Why Florida is the only state where more people are dying from COVID?

A few months ago, Florida Governor Ron DeSantis declared the laissez-faire approach to COVID-19 a "tremendous success." Politico proclaimed that it had "victory over the epidemic."

But then came the highly contagious Delta species, which continues to strike Florida more than any state in the country.

When COVID first surged through the Sun Belt last summer, the average number of Florida residents dying from the disease every 24 hours peaked at 185, according to the New York Times state's COVID database. The same was true during the winter.

That makes DeSantis the first (and so far only) governor in the United States whose state is now recording more COVID-19 deaths every day — long after free, safe, and effective vaccines were widely available to all Americans age 12 and older — more than Ever the previous wave of the virus.
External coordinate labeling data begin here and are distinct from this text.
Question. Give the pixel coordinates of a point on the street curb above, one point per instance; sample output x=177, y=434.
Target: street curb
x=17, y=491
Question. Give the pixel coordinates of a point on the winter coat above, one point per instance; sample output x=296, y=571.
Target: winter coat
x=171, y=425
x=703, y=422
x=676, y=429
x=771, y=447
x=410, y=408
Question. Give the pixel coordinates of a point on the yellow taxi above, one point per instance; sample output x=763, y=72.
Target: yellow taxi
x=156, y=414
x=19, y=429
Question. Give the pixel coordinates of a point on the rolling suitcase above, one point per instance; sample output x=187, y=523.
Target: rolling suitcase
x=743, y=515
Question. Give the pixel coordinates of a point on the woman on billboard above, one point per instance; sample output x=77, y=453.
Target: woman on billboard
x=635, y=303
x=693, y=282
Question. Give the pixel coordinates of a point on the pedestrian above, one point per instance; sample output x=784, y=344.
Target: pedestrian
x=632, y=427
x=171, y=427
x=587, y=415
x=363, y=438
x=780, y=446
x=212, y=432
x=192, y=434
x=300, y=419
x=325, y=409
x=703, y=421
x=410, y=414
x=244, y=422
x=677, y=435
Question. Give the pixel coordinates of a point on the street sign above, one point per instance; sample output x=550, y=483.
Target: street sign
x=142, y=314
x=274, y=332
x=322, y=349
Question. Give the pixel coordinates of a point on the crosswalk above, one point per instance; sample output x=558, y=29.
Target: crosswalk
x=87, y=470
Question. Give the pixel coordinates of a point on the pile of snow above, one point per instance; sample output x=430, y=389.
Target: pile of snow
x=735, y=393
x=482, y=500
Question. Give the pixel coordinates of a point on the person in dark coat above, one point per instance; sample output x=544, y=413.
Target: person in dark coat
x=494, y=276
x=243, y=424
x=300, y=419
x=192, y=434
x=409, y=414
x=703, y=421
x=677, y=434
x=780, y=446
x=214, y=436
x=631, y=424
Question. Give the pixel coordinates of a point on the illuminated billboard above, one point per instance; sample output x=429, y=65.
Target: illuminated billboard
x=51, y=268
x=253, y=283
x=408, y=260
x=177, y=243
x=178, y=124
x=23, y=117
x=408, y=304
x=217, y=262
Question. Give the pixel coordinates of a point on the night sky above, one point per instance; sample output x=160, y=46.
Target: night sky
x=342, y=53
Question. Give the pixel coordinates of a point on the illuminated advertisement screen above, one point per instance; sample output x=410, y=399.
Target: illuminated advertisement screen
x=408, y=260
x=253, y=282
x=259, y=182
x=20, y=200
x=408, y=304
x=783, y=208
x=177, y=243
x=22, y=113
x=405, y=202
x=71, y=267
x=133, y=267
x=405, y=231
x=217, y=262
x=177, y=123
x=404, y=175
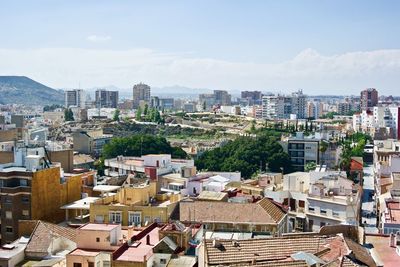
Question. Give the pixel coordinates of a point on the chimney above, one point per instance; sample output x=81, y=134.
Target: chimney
x=392, y=240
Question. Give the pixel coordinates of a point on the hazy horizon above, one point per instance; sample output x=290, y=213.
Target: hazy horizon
x=321, y=47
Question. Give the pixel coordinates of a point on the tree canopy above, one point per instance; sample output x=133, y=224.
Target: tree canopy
x=247, y=155
x=68, y=115
x=116, y=114
x=137, y=145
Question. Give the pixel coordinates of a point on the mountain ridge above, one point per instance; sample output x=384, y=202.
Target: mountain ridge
x=24, y=90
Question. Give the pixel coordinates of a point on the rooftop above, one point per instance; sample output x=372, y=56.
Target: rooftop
x=291, y=250
x=382, y=251
x=83, y=203
x=10, y=250
x=139, y=250
x=262, y=212
x=99, y=227
x=210, y=195
x=393, y=211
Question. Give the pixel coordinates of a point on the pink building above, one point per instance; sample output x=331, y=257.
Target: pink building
x=95, y=245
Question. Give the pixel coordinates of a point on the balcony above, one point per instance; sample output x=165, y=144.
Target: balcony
x=16, y=189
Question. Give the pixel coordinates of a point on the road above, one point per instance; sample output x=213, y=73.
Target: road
x=368, y=211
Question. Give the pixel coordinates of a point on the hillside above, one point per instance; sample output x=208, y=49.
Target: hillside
x=23, y=90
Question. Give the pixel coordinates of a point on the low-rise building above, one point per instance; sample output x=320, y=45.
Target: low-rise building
x=264, y=216
x=95, y=245
x=33, y=189
x=151, y=165
x=134, y=205
x=90, y=142
x=290, y=250
x=316, y=199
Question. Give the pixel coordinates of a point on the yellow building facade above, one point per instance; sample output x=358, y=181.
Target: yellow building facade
x=134, y=206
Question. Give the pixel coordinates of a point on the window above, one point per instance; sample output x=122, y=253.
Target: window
x=135, y=218
x=99, y=219
x=8, y=215
x=115, y=217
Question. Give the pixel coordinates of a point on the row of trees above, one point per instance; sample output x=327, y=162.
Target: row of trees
x=288, y=127
x=137, y=145
x=52, y=107
x=68, y=115
x=248, y=155
x=149, y=114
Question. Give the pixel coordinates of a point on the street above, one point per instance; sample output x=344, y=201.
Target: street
x=368, y=212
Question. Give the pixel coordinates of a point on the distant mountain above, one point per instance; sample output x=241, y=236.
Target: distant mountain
x=23, y=90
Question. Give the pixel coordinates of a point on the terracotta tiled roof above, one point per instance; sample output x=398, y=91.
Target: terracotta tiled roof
x=262, y=212
x=346, y=262
x=272, y=209
x=280, y=264
x=262, y=250
x=360, y=253
x=333, y=250
x=41, y=237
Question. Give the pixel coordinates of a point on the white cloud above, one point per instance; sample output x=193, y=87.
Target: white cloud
x=317, y=74
x=98, y=38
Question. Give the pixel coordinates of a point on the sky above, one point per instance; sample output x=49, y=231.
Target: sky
x=322, y=47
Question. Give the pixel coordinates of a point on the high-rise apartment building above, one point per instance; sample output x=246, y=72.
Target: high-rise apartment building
x=369, y=98
x=106, y=99
x=218, y=97
x=253, y=95
x=32, y=188
x=141, y=93
x=222, y=98
x=281, y=107
x=344, y=108
x=75, y=98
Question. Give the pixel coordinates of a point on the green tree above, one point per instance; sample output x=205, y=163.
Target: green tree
x=139, y=144
x=311, y=166
x=247, y=155
x=116, y=115
x=68, y=115
x=139, y=114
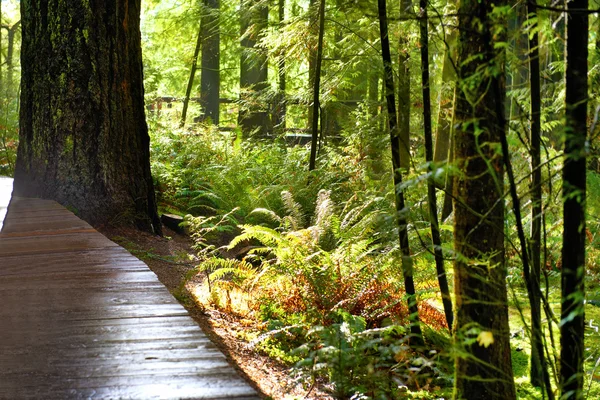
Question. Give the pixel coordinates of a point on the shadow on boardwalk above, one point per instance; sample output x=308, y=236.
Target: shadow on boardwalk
x=83, y=318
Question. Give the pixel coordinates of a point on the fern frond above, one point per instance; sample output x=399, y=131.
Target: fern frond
x=293, y=209
x=271, y=215
x=267, y=236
"Vaccines prevent deaths in many other countries that have seen a post-vaccine spike in cases, and most other states in the US as well. Florida is different," Dr. Vincent Rajkumar, professor of medicine at the Mayo Clinic, recently explained on Twitter. "The different thing in Florida is that, relative to the vaccination rate (about 50%), relaxation in distancing and concealment has been disproportionately high. Leaders have expressed disdain for masks and mask mandates. The total number of unvaccinated people is high. Hospitals are becoming overcrowded."

 There are many factors like introducing a new, more deceptive variable such as Delta; the weather; The old bad luck is clearly - that people and policymakers have little control over. Any announcement of victory (or failure) during such an unexpected pandemic is likely to be premature. California could suffer more this winter.
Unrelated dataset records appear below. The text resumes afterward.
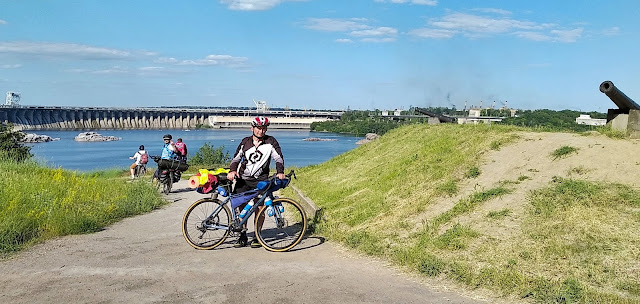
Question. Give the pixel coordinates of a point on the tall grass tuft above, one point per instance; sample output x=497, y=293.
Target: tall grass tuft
x=576, y=241
x=40, y=203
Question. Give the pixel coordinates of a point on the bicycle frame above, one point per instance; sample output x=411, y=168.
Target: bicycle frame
x=238, y=224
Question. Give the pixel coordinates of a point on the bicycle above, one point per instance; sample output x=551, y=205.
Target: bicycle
x=208, y=222
x=140, y=170
x=164, y=177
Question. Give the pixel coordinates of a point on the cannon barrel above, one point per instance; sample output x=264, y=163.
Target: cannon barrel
x=622, y=101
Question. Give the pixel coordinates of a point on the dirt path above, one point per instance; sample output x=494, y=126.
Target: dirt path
x=145, y=259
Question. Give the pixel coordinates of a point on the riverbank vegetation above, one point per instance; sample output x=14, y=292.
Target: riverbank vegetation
x=360, y=123
x=401, y=198
x=40, y=203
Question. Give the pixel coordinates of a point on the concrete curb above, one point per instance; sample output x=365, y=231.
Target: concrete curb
x=314, y=213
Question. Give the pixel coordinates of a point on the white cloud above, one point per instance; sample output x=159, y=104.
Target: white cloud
x=567, y=35
x=355, y=27
x=432, y=33
x=217, y=60
x=477, y=26
x=480, y=24
x=381, y=31
x=535, y=36
x=166, y=60
x=379, y=40
x=254, y=5
x=417, y=2
x=612, y=31
x=10, y=66
x=66, y=50
x=498, y=11
x=336, y=25
x=113, y=70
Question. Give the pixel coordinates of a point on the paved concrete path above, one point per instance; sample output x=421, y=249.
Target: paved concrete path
x=145, y=259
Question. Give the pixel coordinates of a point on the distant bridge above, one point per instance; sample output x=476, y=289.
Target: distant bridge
x=76, y=118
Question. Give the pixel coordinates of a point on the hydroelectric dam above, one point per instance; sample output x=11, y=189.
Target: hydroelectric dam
x=96, y=118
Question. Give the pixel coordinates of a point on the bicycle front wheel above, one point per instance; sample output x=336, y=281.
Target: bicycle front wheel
x=285, y=228
x=204, y=229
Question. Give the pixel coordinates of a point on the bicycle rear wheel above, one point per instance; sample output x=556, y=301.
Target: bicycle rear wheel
x=198, y=221
x=283, y=230
x=141, y=170
x=166, y=187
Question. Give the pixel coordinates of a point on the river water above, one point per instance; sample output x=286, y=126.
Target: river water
x=91, y=156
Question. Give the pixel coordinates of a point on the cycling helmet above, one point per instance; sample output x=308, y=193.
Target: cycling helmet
x=260, y=121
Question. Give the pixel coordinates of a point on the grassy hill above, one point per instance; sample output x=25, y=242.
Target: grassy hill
x=545, y=217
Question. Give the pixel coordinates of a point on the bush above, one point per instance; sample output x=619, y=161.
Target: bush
x=11, y=146
x=208, y=156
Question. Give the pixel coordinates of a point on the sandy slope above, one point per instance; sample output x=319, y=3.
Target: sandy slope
x=145, y=259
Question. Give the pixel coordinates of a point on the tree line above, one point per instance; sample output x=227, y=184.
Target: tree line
x=361, y=122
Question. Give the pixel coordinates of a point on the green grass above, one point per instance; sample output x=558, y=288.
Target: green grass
x=577, y=240
x=498, y=214
x=40, y=203
x=563, y=152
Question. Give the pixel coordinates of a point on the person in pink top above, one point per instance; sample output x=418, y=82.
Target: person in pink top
x=182, y=149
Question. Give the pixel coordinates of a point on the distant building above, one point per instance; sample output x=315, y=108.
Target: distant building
x=13, y=99
x=475, y=117
x=395, y=112
x=585, y=119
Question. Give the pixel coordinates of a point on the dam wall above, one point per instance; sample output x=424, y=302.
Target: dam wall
x=79, y=118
But by looking at how California and Florida fared this summer and post-vaccination versus what happened last summer, pre-vaccination -- an approach that reduces seasonal variables like weather and indoor gatherings -- you can get a rough sense of what's or isn't. does not work.

Last summer, the coronavirus spread to Florida and California, just as it has to most southern and southwestern United States. California did better. Daily new cases peaked at 25 per 100,000 residents; The total number of hospitalizations peaked at 23 per 100,000 residents; New daily deaths peaked at 0.35 per 100,000 population.

In California, the current average daily case is somewhat higher (35 cases/100,000) than during the peak of summer 2020 — partly because California is conducting twice as many tests per day (about 250,000). But despite this, and even though Delta is twice as transmissible as the initial SARS-CoV-2 strain circulating in 2020, deaths, the most critical measure, are still poor (0.17/100,000).